At Artemis, we strongly advocate for subject or category expertise. When evaluating options, prospects are likely to put heavy weight on how well the competing firms understand the business and the specific needs of that company and its decision-makers.
But how do you reflect this expertise during the pursuit? Do you simply parrot back to the prospect stuff that the prospect already knows?
You could. That would be the price of entry into the prospect’s consideration set. But it might do little for differentiating you. And, by using equivalent expertise in the development of your solution, you might possibly come up with something that looks a whole lot like what the other guys have come up with.
Break the Category Conventions
In our experience, the best, most innovative, most differentiating solutions can emerge when the pursuit team knows the “category conventions” and then brainstorms deliberate steps to break them.

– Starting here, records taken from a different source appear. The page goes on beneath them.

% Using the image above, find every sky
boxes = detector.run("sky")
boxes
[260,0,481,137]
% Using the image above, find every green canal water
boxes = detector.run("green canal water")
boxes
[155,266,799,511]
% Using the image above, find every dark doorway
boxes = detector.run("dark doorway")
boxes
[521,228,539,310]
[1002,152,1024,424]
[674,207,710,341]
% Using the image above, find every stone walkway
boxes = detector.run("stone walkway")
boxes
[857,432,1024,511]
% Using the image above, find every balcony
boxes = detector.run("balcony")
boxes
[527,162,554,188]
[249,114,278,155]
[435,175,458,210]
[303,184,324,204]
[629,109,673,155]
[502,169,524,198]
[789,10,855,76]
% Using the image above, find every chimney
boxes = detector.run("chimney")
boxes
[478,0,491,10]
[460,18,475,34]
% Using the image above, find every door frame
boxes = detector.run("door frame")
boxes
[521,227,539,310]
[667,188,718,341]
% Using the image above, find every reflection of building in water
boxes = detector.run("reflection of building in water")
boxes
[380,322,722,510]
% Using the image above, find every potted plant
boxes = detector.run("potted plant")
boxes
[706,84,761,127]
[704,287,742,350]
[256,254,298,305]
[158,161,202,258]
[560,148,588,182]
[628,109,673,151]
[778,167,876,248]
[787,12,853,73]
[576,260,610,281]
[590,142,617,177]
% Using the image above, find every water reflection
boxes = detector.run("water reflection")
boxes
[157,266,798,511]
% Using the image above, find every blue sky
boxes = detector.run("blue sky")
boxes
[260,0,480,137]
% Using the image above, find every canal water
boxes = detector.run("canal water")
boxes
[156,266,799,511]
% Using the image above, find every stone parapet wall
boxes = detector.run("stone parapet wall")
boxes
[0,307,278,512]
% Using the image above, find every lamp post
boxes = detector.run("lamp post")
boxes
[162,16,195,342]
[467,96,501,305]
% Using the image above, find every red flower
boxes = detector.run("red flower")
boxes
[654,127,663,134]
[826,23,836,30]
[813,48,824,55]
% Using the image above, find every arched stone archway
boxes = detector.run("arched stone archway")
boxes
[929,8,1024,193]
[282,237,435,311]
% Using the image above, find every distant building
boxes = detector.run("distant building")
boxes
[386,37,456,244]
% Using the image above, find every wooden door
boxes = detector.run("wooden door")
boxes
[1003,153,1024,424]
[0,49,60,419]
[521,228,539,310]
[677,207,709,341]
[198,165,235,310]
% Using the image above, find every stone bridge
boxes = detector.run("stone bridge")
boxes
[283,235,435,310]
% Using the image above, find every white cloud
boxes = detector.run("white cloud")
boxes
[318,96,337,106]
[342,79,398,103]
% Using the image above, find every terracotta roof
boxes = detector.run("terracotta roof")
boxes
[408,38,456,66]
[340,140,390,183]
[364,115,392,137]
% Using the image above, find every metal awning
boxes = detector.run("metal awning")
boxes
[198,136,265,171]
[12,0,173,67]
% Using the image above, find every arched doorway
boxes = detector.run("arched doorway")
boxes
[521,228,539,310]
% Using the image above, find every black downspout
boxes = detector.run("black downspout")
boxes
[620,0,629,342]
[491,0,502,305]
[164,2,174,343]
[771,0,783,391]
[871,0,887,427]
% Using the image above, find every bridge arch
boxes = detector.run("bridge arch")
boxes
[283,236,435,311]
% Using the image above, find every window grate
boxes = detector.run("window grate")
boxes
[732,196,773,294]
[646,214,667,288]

This HBR article on innovation says it well. The first of three steps recommended for innovation is this:
“What is the existing practice/the recipe for success/the way we’ve always done it at our organization?”

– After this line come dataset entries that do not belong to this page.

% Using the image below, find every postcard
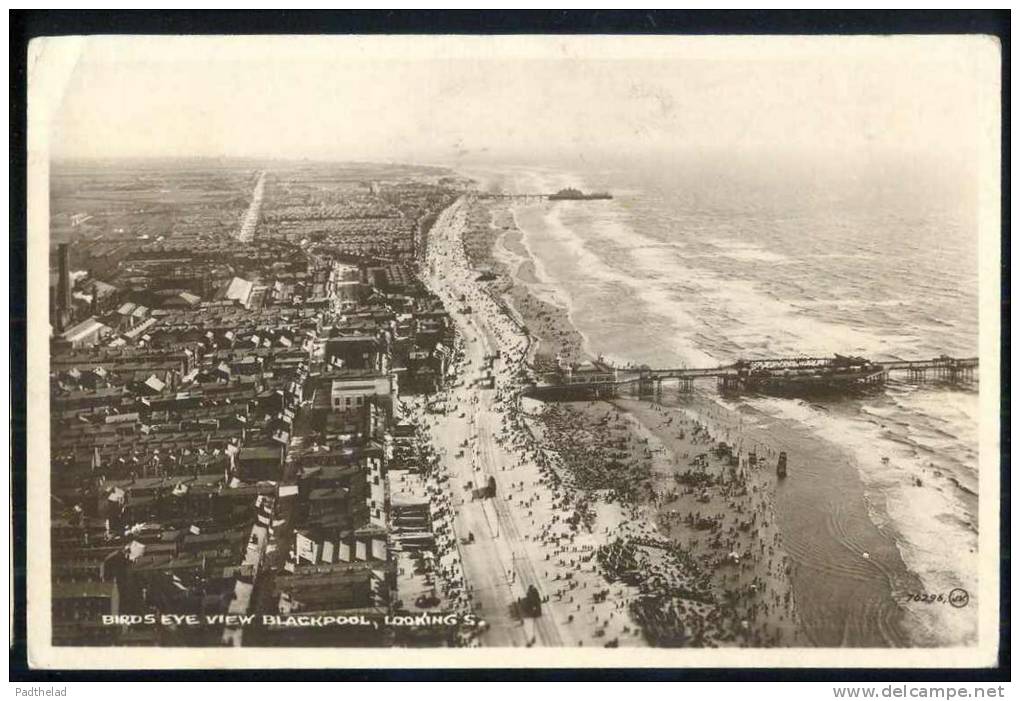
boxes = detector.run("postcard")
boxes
[23,33,1002,670]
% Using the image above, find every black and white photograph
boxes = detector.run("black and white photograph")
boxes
[18,27,1003,672]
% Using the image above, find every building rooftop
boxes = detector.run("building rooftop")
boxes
[61,318,111,343]
[218,277,255,306]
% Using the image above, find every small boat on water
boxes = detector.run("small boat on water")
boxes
[777,451,788,478]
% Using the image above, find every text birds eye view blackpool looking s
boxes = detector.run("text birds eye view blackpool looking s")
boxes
[37,35,995,658]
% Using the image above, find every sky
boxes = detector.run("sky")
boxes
[30,35,999,167]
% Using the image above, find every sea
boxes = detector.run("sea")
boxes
[459,153,981,647]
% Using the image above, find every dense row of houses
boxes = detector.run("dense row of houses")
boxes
[49,174,460,646]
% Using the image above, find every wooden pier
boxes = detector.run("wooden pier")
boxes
[879,356,978,383]
[525,354,979,400]
[475,193,547,203]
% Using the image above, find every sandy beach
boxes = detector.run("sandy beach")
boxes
[411,196,649,648]
[444,192,928,648]
[413,195,811,647]
[528,395,806,646]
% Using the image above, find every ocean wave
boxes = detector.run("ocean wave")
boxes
[487,163,980,647]
[703,237,790,263]
[749,395,978,646]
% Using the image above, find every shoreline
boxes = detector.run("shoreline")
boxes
[483,193,932,647]
[455,195,809,646]
[414,196,650,648]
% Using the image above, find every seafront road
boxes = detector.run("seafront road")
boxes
[421,197,565,647]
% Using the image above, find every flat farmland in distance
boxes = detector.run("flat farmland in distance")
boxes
[50,159,257,245]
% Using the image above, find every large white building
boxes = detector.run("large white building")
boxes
[329,374,393,412]
[59,317,112,349]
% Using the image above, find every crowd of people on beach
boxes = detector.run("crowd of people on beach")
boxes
[398,195,802,648]
[617,401,803,646]
[414,198,655,646]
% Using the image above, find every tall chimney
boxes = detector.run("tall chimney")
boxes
[57,243,72,313]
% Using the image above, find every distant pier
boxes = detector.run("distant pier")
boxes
[476,192,547,202]
[475,190,610,203]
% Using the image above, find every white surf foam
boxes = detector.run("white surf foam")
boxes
[749,395,979,647]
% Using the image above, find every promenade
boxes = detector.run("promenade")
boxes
[417,198,641,648]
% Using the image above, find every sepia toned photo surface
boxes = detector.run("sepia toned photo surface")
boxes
[24,34,1002,670]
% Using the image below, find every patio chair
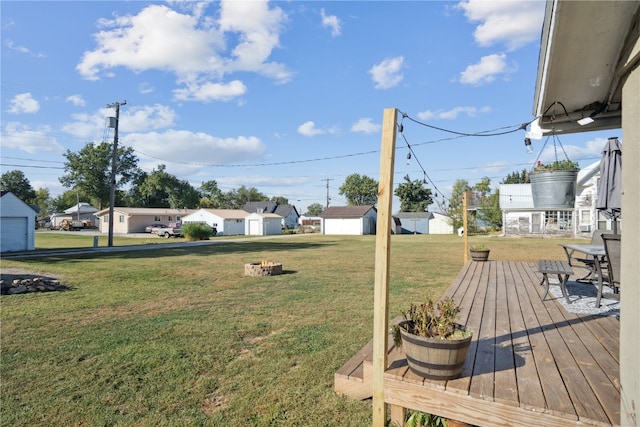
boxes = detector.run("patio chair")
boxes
[575,229,608,282]
[601,234,621,293]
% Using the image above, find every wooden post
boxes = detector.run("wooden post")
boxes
[372,108,397,426]
[463,191,468,262]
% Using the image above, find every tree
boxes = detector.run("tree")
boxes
[502,169,530,184]
[235,186,268,207]
[129,165,200,208]
[305,203,324,216]
[339,174,378,206]
[33,188,52,218]
[394,175,433,212]
[447,179,471,232]
[271,196,288,205]
[59,142,140,209]
[1,170,36,202]
[199,180,223,208]
[476,190,502,231]
[472,176,492,200]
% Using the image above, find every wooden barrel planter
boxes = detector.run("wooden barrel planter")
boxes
[530,170,578,209]
[469,249,490,262]
[398,322,472,380]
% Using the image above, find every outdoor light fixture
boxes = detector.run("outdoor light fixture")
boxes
[577,116,595,126]
[524,137,533,154]
[406,152,411,165]
[578,101,608,126]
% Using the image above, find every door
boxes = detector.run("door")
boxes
[531,213,542,233]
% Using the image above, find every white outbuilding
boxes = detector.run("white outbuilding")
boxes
[181,209,249,236]
[245,212,282,236]
[0,191,37,252]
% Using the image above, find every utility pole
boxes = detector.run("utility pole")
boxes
[321,178,333,208]
[106,100,126,247]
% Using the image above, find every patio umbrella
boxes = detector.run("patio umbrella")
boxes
[596,137,622,233]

Replace “our organization” with “this category” or “this prospect.” A deep study of the way things are usually done is then followed by an equally intense discussion of this:
If we didn’t follow category conventions, what would we (or the prospect) do?

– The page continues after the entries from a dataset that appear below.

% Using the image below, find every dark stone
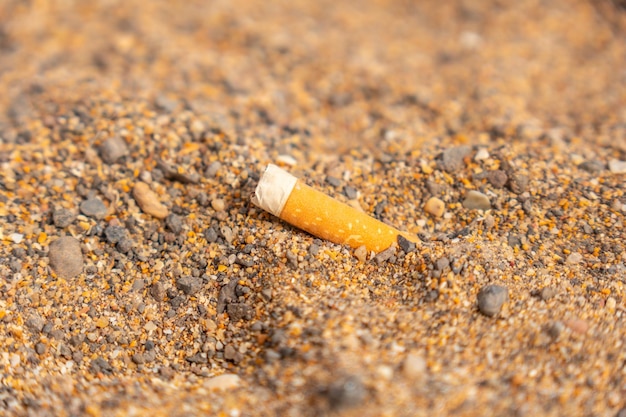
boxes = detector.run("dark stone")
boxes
[104,225,127,244]
[326,176,341,187]
[486,170,508,188]
[52,208,75,228]
[90,357,113,374]
[343,185,358,199]
[326,376,366,410]
[508,173,529,194]
[176,276,203,295]
[165,214,184,234]
[79,198,107,219]
[226,303,253,322]
[578,160,605,173]
[477,284,509,317]
[397,235,416,253]
[440,146,471,173]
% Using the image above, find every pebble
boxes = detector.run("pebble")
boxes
[52,208,75,228]
[546,321,564,340]
[227,303,253,321]
[608,159,626,174]
[326,376,365,409]
[220,225,234,244]
[205,161,221,177]
[204,227,218,243]
[486,170,508,188]
[79,198,107,219]
[211,198,226,212]
[566,252,583,264]
[10,233,24,244]
[98,136,128,164]
[354,245,368,262]
[564,318,589,335]
[397,235,416,253]
[132,182,169,219]
[507,173,529,194]
[374,244,396,264]
[463,190,491,210]
[48,236,83,278]
[165,214,184,233]
[326,176,341,187]
[578,160,605,173]
[343,185,358,200]
[477,284,508,317]
[441,145,471,172]
[474,148,490,161]
[203,373,241,391]
[424,196,445,217]
[176,276,203,295]
[539,287,557,301]
[605,297,616,310]
[402,352,427,380]
[104,225,127,244]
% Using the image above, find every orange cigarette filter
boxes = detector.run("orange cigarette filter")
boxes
[252,164,419,253]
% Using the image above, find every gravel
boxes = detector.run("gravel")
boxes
[52,208,76,228]
[48,236,83,278]
[79,197,107,219]
[462,190,491,210]
[477,284,509,317]
[98,136,128,164]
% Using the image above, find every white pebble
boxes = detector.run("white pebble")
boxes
[566,252,583,264]
[608,159,626,174]
[10,233,24,244]
[474,148,490,161]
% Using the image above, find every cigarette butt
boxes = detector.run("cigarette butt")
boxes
[252,164,419,253]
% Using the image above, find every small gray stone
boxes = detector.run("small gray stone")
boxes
[374,244,396,264]
[26,315,45,333]
[80,198,107,219]
[205,161,222,177]
[435,257,450,271]
[477,284,508,317]
[224,345,237,361]
[204,227,218,243]
[441,146,471,173]
[104,225,127,244]
[150,282,166,301]
[52,209,75,228]
[35,342,46,355]
[326,176,341,187]
[486,170,508,188]
[48,236,83,278]
[397,235,416,253]
[176,276,203,295]
[116,238,134,253]
[309,243,320,256]
[98,136,128,164]
[578,160,605,173]
[326,376,366,410]
[508,173,529,194]
[463,190,491,210]
[226,303,253,322]
[132,353,146,365]
[165,214,184,234]
[343,186,358,200]
[539,287,556,301]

Broken Rules and Great Solutions
There are plenty of examples of terrific solutions – ones we take for granted today – that broke category conventions. Consider
Convention: TV is a linear medium, one episode a week. Innovation: Drop all episodes at the same time.
Convention: Smartphones have keyboards (think Blackberry). Innovation: Type on a screen.
Convention: Coffee is a cheap commodity that accompanies breakfast. Innovation: Coffee is an event.
These are very big ideas. Most pursuits and pitches don’t require solutions of this magnitude. Yet in all categories, except those that are highly regulated, there are potential advantages during the pursuit to taking this approach. First make the prospect confident that you understand the category conventions. Then show the value of a solution that steps outside those assumed boundaries.